Microsoft lists the 1.0 feature surface as battle-tested and committed to backward compatibility, including stable single agents/connectors, middleware hooks, memory/context providers, graph workflows, and multi-agent orchestration patterns.

  • Workflows: graph-based composition of agents and functions, with checkpointing and hydration.
  • Orchestration patterns: sequential, concurrent, handoff, group chat, plus Magentic-One.
  • Interop: MCP tool discovery and invocation; A2A called out with “coming soon” language.

Why “graph-based workflows” is the real engineering upgrade

The interesting part is not “multi-agent” as a vibe. It is that the workflow topology is explicit: you can branch on conditions, fan out work in parallel, and converge results in a repeatable way. Microsoft also calls out checkpointing and hydration so long-running runs survive interruptions.

Practitioner payoff: explicit graphs are easier to test, easier to resume after failures or approvals, and easier to observe and govern with policy middleware.

Interop: MCP now, A2A soon

Microsoft calls out cross-runtime interoperability via MCP and A2A. MCP is described as the mechanism for discovering and invoking external tools exposed by MCP-compliant servers. A2A is referenced, but the 1.0 post also says A2A 1.0 support is “coming soon”, so treat it as roadmap until the integration is versioned and documented.

AutoGen + Semantic Kernel: successor framing is explicit

Microsoft Learn calls Agent Framework the direct successor and the next generation of both Semantic Kernel and AutoGen. The announcement positions 1.0 as the production-ready point after an RC period where the feature surface was locked and validated with community feedback.

What is preview (functional, still evolving)

Microsoft lists several preview features since the October introduction. Treat these like preview APIs: useful, but likely to change.

  • DevUI debugger for visualizing execution and tool calls
  • Foundry hosted agent integration (managed services, Azure Durable Functions)
  • AG-UI adapters and frontend streaming integrations (CopilotKit, ChatKit)
  • Skills packages; Copilot SDK and Claude Code SDK integrations; “agent harness” runtime

Decision rules for teams

Microsoft Learn’s framing is simple and practical: use an agent for open-ended conversational tasks, and a workflow for well-defined multi-step processes where you need explicit control over execution order and coordination.

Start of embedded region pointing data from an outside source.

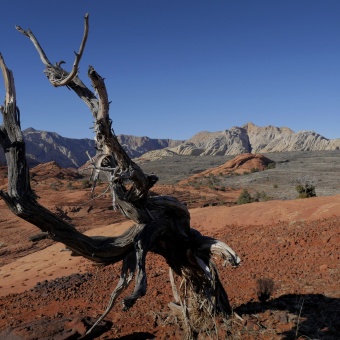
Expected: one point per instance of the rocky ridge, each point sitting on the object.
(43, 146)
(249, 138)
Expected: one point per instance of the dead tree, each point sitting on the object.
(162, 223)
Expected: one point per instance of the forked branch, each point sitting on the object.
(162, 223)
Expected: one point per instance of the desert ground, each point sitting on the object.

  • Adopt MCP early if tool portability is a priority and you can expose tools via MCP servers.
  • Be cautious with A2A until “coming soon” becomes a versioned, documented integration with compatibility guarantees.

Getting started

Microsoft’s announcement highlights: pip install agent-framework (Python) and dotnet add package Microsoft.Agents.AI (.NET). Start with the announcement, the Learn overview, and the GitHub repo: github.com/microsoft/agent-framework.